Researchers Hart and Risley, conducted nearly 10 years of research to learn why some children perform better than others in school.
They concluded the quantity of talk and interactions that parents had with their child predicted a child’s IQ and vocabulary size more so than any other variable, including parents’ education or socioeconomic status. They also indicated that to ensure your baby’s optimal growth, your baby needs to hear 30 million words in the first four years of life.
We have been using the Lena System (a little digital voice recorder) once a month as part of a study with the Omaha Hearing School and I always find the results fascinating and eye-opening. The study is trying to gauge whether knowing you and your child's language results from the Lena system, impacts your ability to increase conversations with your child.
This month we used the Lena on a day Lily attended preschool.
As we saw last month, conversational turns decline during the preschool period, as do child vocalizations. However, Lily was the "line leader" during this recording so it seemed she had more opportunity to talk. We also see a lot more Distant Speech during the preschool period, instead of Meaningful Speech. The Distant Speech is either that of other children or is hopefully being addressed through the use of an FM system.

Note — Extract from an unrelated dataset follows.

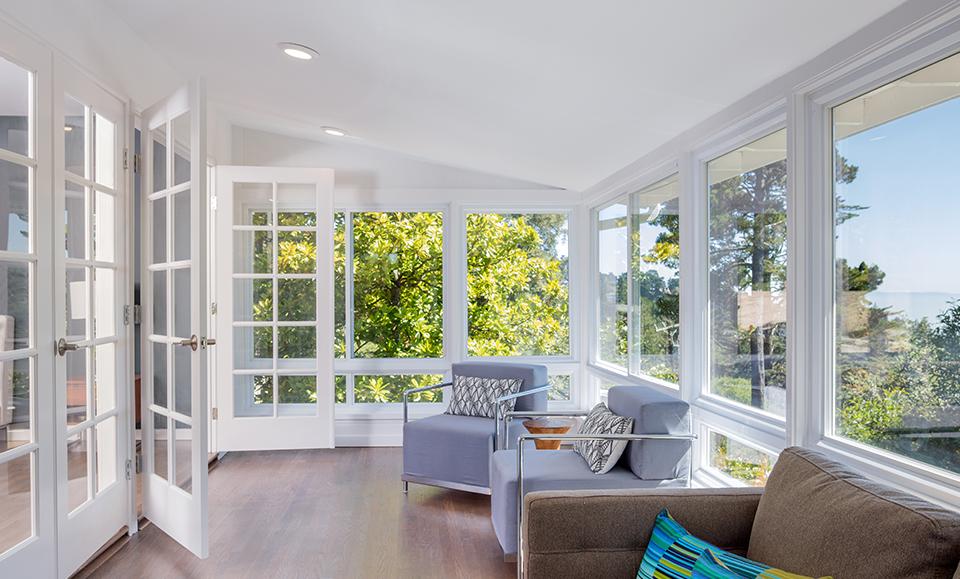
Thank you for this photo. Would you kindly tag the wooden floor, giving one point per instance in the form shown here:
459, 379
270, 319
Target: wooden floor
324, 513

Adult words for this day were at 34,627. That is well above our daily goal of 30,000. Total conversational turns were at 1,660 and Child Vocalizations were at 5,129.

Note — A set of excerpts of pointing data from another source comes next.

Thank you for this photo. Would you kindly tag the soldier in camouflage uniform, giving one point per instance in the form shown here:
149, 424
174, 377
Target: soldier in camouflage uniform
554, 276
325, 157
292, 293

At 30,000 words a day (and this is up at the 99th percentile and takes lot of very intentional talking), Lily would hear 42 million words over four years. However, since she didn't hear for for the first 10+ months, we have to subtract 9 million+ words. That means were back to around 33 million words, which is above the 30 million, but not by much.
For me, this certainly strenghtens the arugement for earier implantation and front loading services. Parents don't have enough time to fill these language databases up, before the windows start closing.